Before 1984, when AT&T was a monopoly, their research subsidiary Bell Labs employed a battalion of scientists. For some, the assignment was just to “think.” As a result, between 1925 and 1983, Bell Labs created the first fax machine, the original laser, the solar battery cell, light emitting diodes, the UNIX operating system on which the internet is based, digital cell phone technology, and maybe they “heard” the Big Bang.” The transistor, which led to computer microchips, touchtone phones, hi-def TVs and so many other technologies, came from Bell Labs.

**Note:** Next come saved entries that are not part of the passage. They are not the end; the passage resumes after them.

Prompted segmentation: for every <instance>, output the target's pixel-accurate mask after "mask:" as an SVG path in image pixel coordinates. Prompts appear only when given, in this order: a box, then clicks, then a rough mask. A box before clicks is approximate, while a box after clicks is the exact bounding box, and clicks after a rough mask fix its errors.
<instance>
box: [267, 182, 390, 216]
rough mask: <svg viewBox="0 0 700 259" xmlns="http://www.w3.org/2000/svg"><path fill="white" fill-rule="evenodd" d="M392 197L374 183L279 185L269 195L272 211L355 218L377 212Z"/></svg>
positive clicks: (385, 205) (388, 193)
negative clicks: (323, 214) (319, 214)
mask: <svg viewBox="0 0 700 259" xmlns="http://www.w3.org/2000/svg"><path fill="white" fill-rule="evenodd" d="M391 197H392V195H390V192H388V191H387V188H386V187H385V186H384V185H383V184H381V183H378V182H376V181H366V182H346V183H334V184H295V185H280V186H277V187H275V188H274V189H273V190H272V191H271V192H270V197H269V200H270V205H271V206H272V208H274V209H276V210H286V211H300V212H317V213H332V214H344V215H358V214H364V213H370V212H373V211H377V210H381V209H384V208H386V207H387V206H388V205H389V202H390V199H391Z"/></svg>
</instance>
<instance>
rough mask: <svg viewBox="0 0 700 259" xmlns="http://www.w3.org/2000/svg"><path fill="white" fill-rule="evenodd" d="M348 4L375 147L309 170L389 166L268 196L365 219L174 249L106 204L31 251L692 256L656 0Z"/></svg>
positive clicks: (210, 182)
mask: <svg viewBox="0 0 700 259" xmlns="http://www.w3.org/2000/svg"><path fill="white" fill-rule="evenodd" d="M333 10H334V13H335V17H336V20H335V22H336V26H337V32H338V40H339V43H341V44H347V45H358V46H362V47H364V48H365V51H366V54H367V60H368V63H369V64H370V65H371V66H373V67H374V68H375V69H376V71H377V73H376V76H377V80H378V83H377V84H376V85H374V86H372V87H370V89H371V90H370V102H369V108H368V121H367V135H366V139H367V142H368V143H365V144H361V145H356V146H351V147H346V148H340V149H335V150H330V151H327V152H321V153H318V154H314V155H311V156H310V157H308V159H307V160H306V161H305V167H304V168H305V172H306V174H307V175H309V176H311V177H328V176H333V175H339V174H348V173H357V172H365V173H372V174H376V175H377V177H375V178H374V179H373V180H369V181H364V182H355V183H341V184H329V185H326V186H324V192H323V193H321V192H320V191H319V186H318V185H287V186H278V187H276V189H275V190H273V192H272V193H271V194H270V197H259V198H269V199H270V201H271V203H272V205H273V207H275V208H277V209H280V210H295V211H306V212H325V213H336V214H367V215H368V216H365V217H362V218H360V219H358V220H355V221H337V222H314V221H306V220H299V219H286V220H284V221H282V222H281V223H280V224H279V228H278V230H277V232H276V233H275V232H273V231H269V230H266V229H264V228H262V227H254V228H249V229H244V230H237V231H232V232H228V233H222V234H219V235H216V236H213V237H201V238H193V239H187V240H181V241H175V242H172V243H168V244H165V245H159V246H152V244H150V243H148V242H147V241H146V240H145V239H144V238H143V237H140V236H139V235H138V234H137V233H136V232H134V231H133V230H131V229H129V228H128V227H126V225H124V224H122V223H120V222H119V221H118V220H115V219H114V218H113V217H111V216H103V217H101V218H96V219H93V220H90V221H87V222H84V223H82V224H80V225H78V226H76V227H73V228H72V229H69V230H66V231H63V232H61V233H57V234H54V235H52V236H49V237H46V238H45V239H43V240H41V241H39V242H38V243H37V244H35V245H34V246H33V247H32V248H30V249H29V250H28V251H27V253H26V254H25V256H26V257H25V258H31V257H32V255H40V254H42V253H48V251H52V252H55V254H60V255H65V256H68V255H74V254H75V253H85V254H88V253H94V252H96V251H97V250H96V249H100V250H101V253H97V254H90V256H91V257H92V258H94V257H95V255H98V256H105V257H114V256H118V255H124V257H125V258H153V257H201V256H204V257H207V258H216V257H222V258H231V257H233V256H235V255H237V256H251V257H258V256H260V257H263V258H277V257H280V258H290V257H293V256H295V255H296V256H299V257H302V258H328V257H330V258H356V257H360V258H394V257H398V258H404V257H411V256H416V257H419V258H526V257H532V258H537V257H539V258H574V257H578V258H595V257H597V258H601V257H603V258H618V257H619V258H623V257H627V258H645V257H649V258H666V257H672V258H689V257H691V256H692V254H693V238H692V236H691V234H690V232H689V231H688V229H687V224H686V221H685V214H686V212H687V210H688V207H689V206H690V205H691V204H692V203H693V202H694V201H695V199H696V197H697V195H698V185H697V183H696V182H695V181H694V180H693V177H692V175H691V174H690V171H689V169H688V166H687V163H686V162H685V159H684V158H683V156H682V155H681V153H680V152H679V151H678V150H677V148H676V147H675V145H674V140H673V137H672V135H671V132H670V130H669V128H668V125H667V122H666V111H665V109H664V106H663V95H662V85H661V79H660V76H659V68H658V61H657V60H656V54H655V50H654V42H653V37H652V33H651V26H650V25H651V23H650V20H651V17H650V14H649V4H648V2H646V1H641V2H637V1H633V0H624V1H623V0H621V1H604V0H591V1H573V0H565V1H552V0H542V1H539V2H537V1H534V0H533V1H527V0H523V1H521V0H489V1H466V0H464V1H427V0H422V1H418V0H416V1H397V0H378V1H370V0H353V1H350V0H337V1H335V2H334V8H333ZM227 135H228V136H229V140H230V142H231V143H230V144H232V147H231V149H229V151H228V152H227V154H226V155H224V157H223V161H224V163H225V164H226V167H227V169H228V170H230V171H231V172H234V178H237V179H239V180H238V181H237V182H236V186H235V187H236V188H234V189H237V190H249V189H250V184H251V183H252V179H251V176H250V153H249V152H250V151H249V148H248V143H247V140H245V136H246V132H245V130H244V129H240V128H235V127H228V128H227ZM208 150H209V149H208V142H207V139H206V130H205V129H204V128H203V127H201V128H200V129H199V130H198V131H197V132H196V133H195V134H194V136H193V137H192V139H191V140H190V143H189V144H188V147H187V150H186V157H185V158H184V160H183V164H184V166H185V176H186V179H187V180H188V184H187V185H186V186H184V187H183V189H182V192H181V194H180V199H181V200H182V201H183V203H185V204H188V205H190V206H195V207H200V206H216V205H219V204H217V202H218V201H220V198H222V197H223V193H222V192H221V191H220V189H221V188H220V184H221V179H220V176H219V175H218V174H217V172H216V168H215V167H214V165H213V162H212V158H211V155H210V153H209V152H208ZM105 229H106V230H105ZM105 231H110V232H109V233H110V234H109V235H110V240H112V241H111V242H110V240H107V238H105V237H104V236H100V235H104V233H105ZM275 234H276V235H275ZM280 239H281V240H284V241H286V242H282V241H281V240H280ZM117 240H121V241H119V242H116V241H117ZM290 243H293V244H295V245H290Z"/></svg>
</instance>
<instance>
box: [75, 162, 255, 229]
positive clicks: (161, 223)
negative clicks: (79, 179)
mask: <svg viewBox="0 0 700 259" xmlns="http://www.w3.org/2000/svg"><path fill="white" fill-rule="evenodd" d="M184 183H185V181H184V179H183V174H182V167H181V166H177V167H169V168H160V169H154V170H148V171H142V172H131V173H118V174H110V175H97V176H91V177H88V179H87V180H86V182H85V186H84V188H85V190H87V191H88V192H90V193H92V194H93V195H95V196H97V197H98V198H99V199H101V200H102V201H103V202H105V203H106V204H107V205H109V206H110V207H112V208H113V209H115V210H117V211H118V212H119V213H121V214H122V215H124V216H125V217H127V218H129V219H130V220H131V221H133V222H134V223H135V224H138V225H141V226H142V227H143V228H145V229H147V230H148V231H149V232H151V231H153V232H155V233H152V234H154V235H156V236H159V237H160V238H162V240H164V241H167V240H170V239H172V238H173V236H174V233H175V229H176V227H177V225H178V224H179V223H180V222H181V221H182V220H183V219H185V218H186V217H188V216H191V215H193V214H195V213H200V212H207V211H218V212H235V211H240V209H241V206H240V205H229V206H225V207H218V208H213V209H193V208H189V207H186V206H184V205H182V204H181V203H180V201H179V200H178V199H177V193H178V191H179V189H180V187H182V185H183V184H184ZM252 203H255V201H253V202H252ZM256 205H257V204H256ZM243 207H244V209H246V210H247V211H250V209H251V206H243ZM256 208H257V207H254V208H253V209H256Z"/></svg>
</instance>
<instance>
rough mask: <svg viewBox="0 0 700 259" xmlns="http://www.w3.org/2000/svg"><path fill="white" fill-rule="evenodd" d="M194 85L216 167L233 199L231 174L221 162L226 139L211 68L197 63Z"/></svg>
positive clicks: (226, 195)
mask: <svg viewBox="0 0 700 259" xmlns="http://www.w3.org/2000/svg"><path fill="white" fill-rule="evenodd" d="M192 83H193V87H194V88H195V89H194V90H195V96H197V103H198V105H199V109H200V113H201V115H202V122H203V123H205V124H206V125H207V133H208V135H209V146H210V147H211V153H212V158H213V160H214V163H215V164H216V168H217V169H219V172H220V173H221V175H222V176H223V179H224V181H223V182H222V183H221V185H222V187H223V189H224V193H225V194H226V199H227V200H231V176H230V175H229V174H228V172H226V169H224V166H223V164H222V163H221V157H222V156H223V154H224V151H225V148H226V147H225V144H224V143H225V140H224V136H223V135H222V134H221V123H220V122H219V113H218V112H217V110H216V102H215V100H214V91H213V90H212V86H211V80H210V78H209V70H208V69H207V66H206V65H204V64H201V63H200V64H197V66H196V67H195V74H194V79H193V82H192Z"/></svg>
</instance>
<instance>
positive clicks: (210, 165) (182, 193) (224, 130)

Google X might embody some of the same creativity. The NY Times says that they are developing the technology for a driverless car, artificial intelligence, and contemplating a space elevator. Instead of applied research with specific goals to expand existing technology, it appears that Google X is moving beyond.

The Economic Lesson

Research and Development can be divided into 3 categories:

  • Basic research involves no articulated goals. You could throw plates in the air and watch their trajectory.
  • Applied research is more goal oriented. Parameters are constrained by a pre-determined objective.
  • Development, the final stage, involves the practical implementation of the research concept.

An Economic Question: Some say AT&T could support Bell Labs because it was a monopoly. Today, who do you believe can afford to fund seemingly “unproductive” research?